Zentral für alle Lernenden ist der Übergang von der obligatorischen Schulzeit in die nachobligatorische Bildung (Sek II). Darauf verweist das bildungspolitische Ziel, wonach 95 Prozent der 25-Jährigen in der Schweiz einen Sek-II-Abschluss haben sollten. Laut dem Bildungsbericht 2026 wird dieses Ziel aber immer weiter verfehlt: Die Quote ist in den letzten Jahren auf rund 90 Prozent gesunken. Ob Lernende einen Sek-II-Abschluss erreichen, scheint stark beeinflusst zu sein von ihrem Ausbildungstyp im Alter von 15 Jahren. Dabei gilt wenig überraschend: Je höher der Ausbildungstyp, desto grösser die Wahrscheinlichkeit für den Abschluss. Am deutlichsten zeigt sich diese Wirkung auf der Ebene der Sonderschule: Nur knapp die Hälfte der separativ unterrichteten Schüler:innen hat im Alter von 25 Jahren einen Abschluss auf Sekundarstufe II.

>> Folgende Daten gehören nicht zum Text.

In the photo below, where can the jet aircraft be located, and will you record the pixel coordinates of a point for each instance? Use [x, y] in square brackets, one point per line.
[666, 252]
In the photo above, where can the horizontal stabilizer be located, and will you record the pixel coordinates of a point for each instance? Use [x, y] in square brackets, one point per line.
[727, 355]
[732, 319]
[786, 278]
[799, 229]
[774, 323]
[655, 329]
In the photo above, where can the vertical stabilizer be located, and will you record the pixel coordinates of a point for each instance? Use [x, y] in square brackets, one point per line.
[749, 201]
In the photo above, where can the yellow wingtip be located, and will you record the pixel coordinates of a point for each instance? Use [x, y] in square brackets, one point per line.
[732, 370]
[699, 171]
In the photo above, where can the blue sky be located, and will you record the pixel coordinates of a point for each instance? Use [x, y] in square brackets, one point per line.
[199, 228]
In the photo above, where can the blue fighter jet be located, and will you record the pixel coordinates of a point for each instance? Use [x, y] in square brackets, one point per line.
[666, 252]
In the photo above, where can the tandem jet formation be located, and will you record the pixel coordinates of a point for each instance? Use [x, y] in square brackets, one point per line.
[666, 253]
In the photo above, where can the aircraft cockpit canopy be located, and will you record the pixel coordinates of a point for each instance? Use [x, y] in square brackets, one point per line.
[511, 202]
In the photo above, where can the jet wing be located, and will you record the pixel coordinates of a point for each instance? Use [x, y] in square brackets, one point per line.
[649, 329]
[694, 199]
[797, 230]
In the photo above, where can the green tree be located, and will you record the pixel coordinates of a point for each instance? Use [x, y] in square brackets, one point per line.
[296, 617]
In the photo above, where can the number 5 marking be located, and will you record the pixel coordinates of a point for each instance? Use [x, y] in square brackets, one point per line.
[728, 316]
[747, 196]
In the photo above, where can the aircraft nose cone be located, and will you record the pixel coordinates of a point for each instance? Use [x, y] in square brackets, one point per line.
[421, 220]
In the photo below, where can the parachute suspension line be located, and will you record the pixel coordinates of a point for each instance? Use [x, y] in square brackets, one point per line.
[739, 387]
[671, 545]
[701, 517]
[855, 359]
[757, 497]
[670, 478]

Der Übergang in die nachobligatorische Bildung ist für junge Menschen zentral, aber auch herausfordernd. Der Beitrag von Sahli Lozano et al. (2026) in dieser Ausgabe zeigt beispielsweise, inwiefern integrative schulische Massnahmen wie reduzierte individuelle Lernziele (RILZ) und Nachteilsausgleich (NAG) diesen Übergang beeinflussen. Ein weiterer Artikel thematisiert, wie psychische Probleme die Chancen auf dem Lehrstellenmarkt verschlechtern (Neuenschwander & Meister, 2026). Und auch die Ausbildung in einer Sonderschule, Förderklasse oder in einer Regelschule mit Grundanforderungen kann einen negativen Einfluss auf diese Chancen haben.

Andere Faktoren können den Übergang in die nachobligatorische Bildung erleichtern, wie etwa sozio-emotionale Kompetenzen (ebd.). Hengartner et al. (2026) erörtern die Bedeutung von überfachlichen Kompetenzen für Übergänge. Die migrationsbedingte Mehrsprachigkeit von Lernenden könnte Übergänge positiv beeinflussen, wird heute aber immer noch oft wie ein Problem behandelt (Niehaus, 2026).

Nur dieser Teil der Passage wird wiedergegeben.